Por el camino, Michael trató una vez más de averiguar si los colegas de Hildesheimer estaban al tanto de su costumbre de ayudar a Neidorf en la preparación de las conferencias. Y de nuevo se quedó con la impresión de que su acompañante no comprendía la pregunta, y la reformuló en otros términos: ¿Era posible que alguien pensara que Hildesheimer tenía una copia de la última conferencia de Neidorf?
Esta vez el anciano lo comprendió. Sí, le parecía muy posible que la gente lo pensara, aunque nadie le había preguntado nada al respecto.

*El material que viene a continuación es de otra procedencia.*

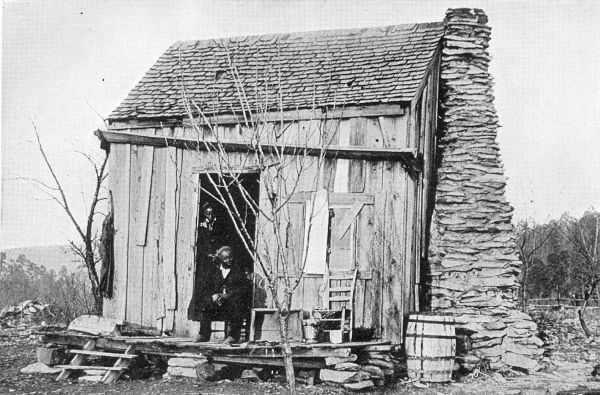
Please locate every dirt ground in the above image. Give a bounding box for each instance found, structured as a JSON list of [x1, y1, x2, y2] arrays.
[[0, 316, 600, 395]]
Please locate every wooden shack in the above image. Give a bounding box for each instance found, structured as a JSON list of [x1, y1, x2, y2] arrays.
[[97, 23, 445, 344]]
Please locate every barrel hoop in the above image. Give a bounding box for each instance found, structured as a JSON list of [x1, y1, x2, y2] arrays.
[[408, 318, 454, 325], [406, 355, 454, 361], [406, 333, 456, 339]]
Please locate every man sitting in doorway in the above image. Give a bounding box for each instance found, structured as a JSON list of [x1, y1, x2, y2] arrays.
[[196, 246, 250, 344]]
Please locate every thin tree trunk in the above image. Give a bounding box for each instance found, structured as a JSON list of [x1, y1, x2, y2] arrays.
[[577, 280, 598, 338], [279, 310, 296, 394]]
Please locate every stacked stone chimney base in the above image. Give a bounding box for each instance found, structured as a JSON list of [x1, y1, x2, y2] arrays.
[[429, 9, 543, 371]]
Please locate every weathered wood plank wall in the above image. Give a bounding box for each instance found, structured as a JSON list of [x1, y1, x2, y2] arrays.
[[104, 99, 435, 343]]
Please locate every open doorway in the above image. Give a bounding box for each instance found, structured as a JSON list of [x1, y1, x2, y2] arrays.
[[197, 173, 260, 274]]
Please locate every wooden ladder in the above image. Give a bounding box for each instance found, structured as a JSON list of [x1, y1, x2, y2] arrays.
[[56, 340, 137, 384]]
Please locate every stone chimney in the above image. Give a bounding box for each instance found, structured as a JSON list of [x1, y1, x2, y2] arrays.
[[429, 8, 543, 371]]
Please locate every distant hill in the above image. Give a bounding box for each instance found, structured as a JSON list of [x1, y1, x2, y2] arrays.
[[2, 245, 81, 273]]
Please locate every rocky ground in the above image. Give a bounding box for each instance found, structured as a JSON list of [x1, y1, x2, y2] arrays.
[[0, 311, 600, 395]]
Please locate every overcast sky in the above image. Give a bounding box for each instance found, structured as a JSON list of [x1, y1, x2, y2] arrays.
[[0, 0, 600, 248]]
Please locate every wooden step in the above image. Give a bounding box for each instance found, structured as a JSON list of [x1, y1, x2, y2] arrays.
[[102, 346, 135, 384], [54, 365, 127, 371], [67, 350, 137, 359], [56, 340, 96, 381]]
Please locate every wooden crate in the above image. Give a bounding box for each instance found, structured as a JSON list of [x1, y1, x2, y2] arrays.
[[250, 308, 302, 342]]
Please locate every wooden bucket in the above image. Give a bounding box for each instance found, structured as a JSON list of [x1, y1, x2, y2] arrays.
[[404, 313, 456, 383]]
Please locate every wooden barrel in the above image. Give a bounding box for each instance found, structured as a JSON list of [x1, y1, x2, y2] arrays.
[[404, 313, 456, 383]]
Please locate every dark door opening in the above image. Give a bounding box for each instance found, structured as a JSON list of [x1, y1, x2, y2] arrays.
[[196, 173, 260, 273]]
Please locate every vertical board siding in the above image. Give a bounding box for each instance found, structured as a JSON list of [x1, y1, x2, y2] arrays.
[[161, 147, 179, 330], [175, 150, 198, 335], [103, 144, 131, 320], [149, 148, 167, 330], [125, 145, 145, 325], [105, 109, 426, 343], [137, 146, 157, 327]]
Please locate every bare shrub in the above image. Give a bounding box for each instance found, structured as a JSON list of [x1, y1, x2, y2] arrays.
[[0, 255, 94, 323]]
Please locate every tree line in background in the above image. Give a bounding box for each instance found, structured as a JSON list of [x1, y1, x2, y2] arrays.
[[517, 209, 600, 337], [0, 252, 95, 323]]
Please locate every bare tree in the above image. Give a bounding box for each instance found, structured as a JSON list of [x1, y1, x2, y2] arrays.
[[564, 208, 600, 337], [21, 122, 108, 314], [178, 51, 336, 391], [517, 220, 559, 310]]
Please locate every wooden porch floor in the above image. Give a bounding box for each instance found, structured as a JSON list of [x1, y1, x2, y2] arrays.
[[36, 331, 393, 369]]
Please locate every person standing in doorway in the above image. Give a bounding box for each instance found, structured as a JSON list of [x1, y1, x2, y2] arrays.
[[196, 246, 250, 344], [188, 203, 226, 321]]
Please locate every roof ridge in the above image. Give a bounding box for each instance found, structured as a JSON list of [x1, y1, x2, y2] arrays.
[[168, 21, 445, 50]]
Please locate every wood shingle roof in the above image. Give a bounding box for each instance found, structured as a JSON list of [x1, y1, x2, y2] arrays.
[[109, 22, 445, 120]]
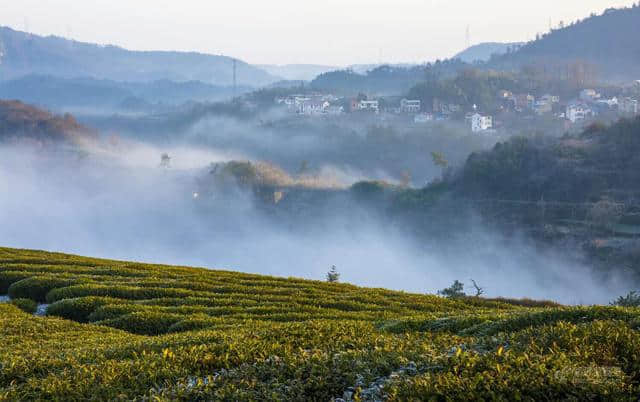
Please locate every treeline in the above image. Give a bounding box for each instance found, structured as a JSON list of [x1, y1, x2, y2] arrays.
[[311, 60, 469, 95]]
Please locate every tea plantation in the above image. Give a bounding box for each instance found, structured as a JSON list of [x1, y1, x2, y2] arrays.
[[0, 248, 640, 401]]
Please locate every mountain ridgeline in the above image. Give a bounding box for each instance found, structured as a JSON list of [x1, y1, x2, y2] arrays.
[[489, 5, 640, 81], [0, 100, 98, 144], [0, 27, 279, 86]]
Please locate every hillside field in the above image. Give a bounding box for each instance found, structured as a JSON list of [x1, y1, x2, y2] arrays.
[[0, 248, 640, 401]]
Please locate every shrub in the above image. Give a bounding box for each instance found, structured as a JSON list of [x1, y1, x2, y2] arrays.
[[11, 299, 38, 314], [0, 271, 33, 295], [9, 276, 76, 302], [438, 280, 466, 299], [611, 291, 640, 307], [96, 312, 184, 335], [47, 296, 124, 322]]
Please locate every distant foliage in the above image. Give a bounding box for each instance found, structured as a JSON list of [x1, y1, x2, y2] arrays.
[[11, 299, 38, 314], [611, 291, 640, 307], [438, 279, 467, 299], [327, 265, 340, 283]]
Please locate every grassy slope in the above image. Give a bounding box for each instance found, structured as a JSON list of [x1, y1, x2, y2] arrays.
[[0, 248, 640, 400]]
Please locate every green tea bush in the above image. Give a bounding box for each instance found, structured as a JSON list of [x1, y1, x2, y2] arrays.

– Todavía no -dijo Michael-, todavía no. Pero me temo que quizá lleguen a preguntárselo, y no sólo a preguntárselo.
El anciano se limitó a mascullar un «ah» para darse por enterado. No se le veía sorprendido ni nervioso y, desde luego, no estaba asustado. Era como si simplemente hubiera comprendido un nuevo detalle técnico. Por su parte, Michael estaba bastante preocupado, pensando en los extremos a los que había llegado el asesino de Neidorf para deshacerse de los distintos ejemplares de la conferencia y de las listas de pacientes.
Examinando el rostro del anciano que iba a su lado con la mirada perdida, Michael se preguntaba hasta qué punto debía confiarle sus pensamientos y terminó por pedirle que no le dijera a nadie que no tenía un ejemplar de la conferencia. Aunque así quizá se pusiera en peligro, tal vez lograrían sacar partido de ese peligro, dijo, y sintió el regusto amargo de la mala conciencia.

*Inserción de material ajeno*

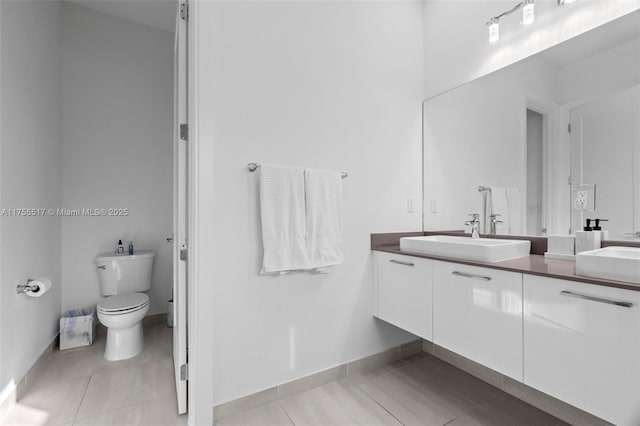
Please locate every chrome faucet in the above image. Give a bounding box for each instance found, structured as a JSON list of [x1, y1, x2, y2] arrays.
[[464, 213, 480, 238], [489, 213, 504, 235]]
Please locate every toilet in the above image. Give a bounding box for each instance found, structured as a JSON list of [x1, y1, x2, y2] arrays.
[[95, 251, 155, 361]]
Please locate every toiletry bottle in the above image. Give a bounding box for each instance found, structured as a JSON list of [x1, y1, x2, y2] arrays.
[[593, 219, 609, 240], [576, 219, 601, 254], [116, 239, 124, 254]]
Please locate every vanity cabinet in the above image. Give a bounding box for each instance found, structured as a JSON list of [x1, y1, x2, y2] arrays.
[[524, 275, 640, 425], [374, 252, 433, 340], [433, 261, 523, 381]]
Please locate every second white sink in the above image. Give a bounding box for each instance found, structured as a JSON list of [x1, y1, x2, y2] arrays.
[[400, 235, 531, 262], [576, 247, 640, 283]]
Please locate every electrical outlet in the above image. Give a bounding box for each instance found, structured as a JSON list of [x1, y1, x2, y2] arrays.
[[575, 191, 589, 210], [571, 184, 596, 211], [407, 197, 416, 213]]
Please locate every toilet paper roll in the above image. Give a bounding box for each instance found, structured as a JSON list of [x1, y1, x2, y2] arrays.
[[25, 277, 51, 297]]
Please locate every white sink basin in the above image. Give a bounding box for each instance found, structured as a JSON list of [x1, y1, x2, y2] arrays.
[[400, 235, 531, 262], [576, 247, 640, 283]]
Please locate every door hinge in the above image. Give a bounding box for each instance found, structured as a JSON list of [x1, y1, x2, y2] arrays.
[[180, 364, 189, 380], [180, 3, 189, 22], [180, 124, 189, 141]]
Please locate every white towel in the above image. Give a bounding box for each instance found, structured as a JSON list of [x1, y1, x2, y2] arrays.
[[304, 169, 344, 272], [481, 188, 493, 234], [260, 164, 309, 273], [491, 187, 510, 235], [485, 187, 522, 235], [506, 188, 522, 235]]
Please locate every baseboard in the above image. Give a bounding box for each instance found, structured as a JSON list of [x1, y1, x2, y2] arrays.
[[422, 340, 611, 426], [213, 340, 422, 422], [0, 334, 60, 422]]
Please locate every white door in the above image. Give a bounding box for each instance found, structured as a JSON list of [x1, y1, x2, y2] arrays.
[[173, 2, 188, 414]]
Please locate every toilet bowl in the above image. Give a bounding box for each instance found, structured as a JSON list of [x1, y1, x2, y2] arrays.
[[97, 293, 149, 361], [95, 251, 155, 361]]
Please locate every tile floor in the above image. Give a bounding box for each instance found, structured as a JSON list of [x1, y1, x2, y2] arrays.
[[2, 330, 566, 426], [216, 353, 566, 426], [2, 323, 187, 426]]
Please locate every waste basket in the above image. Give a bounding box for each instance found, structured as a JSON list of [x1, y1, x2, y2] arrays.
[[60, 307, 97, 351]]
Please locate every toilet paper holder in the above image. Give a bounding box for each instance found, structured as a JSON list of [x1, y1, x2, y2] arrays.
[[16, 278, 40, 294]]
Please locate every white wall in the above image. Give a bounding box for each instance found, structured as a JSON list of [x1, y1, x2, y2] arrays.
[[61, 3, 173, 314], [424, 0, 640, 98], [0, 0, 61, 393], [195, 1, 422, 416]]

El anciano asintió distraídamente, sin demostrar tampoco entonces la menor ansiedad, lo que hizo que Michael se sintiera aún peor.
Dejó al doctor a la entrada de su casa y esperó hasta que, en respuesta a la solicitud que había hecho por radio, vio aparecer un coche blanco con dos policías de paisano dentro.
Después de asegurarse de que la casa estaría vigilada veinticuatro horas al día, regresó a su despacho. Eran más de las cinco de la mañana, todavía no había amanecido y la lluvia había cesado. Hacía un frío glacial.
6
Joe Linder no lograba conciliar el sueño. Un hecho que en sí no tenía nada de raro, pero que aquella noche le estaba resultando más difícil de sobrellevar que habitualmente. Desde su lado de la cama, junto a la ventana, cuya persiana había dejado levantada, veía caer las gotas de lluvia desde las ramas de un ciprés casi tan alto como el tejado.
Veía el rayo de luz que proyectaba la farola del bulevar Agnon, esa luz a la que su hijo Daniel, de cuatro años, también acusaba de no dejarlo dormir. Con bastante impaciencia, Joe le había aconsejado cuando se acostó esa noche, y no por primera vez, que contara elefantes blancos hasta que llegara el Hombre de la Arena, que espolvoreaba arena en los ojos de los niños para que se durmieran. Su hijo protestó. La historia del Hombre de la Arena le daba miedo, la arena le daba miedo, nunca había visto un elefante blanco, sólo sabía contar hasta veinte y, sobre todo, sentía que su padre no estaba allí con él, sino muy lejos. Pero Joe se puso severo y no quiso sentarse junto a la cama de Daniel. Los acontecimientos del día no le permitían relajarse y quedarse quieto junto a su hijo.